For two more hours in the gallery, we worry at the synopsis. After my alphabet suggestion, progress is more pedestrian. Perhaps they’ll start by agitating legally, but one of the group will be unjustly prosecuted and jailed. ‘In the belly of the whale,’ says Scott. They’ll argue against the shooting idea: Refusal of the call to adventure. Perhaps the second-act turning point will be some personal event that reminds them that the end doesn’t justify the means. Perhaps…I’m getting bored.
‘I know it seems slow,’ says Scott, ‘but every sentence could be a dozen scenes in the final mov—the final novel. But let’s switch to character.’
‘We’re done with plot?’
Scott laughs. ‘We’ll go back and forth. Plot and character; character and plot. And they come together where?’
‘Everywhere. Character determines plot; plot demonstrates character.’ Every writer’s heard it—though it’s not exactly front of mind when I’m writing or teaching.
‘Right,’ says Scott, continuing the lesson. ‘The most important place they come together is decisions. Decisions create the big plot moments and tell us the most about the characters.’
‘I’m guessing there’s a book that says all of this.’
‘Lots: I’m giving you a synthesis. With an interactive case study, and my vast experience of one screenplay and a failed novel.’
I don’t take the opening he’s offering me. His novel isn’t going to win the Miles Franklin Literary Award, but he created an eighty-thousand-word story that made sense. Hardly any of my students have achieved that, let alone had their book published and toured the US with it. My mother enjoyed it. And if I was flopped in front of the television watching the story we’ve been workshopping today, I’d probably be pulled in.
We walk home, past the Melbourne Cricket Ground, talking about our lead character, who we’ve decided to call Layla, and acknowledge that we don’t know many people who’d pick up a gun and shoot random people in the interests of saving the planet. Maybe we’re living in a bubble.
A thought comes to me unbidden, and I almost laugh aloud. My first encounter with Layla, albeit as a male, was through Piper reading her piece. And she is a bit of an activist.
Scott takes my suggestion seriously. ‘Perfect. I can imagine her revving herself up to do it. Now I’m really looking forward to reading her take.’
‘I’m joking,’ I say. ‘We can’t put her in the book.’
‘She’ll just be part of a mash-up. Put her in a bucket with a few others and slosh it around.’

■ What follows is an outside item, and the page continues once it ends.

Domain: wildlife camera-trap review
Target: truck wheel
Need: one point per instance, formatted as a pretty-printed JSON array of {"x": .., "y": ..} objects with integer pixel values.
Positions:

‘Maybe throw Gideon in the other bucket,’ I say. Gideon is our publisher, but he used to be a corporate lawyer. We’ve decided on a male driver (driver both physically and motivationally) who doesn’t have the courage to do the killing himself. I have a young Charles Manson in my head.
Scott palled up with Gideon when they were doing the film course. When we were offered a contract for The Girl, Scott asked him to look over it. Gideon decided he could do better by setting up a business and giving us a profit share. I’d have been more comfortable with an established publisher, but now I’m probably closer to Gideon than Scott is. But still, he was a corporate lawyer. Not a big step to psychopath.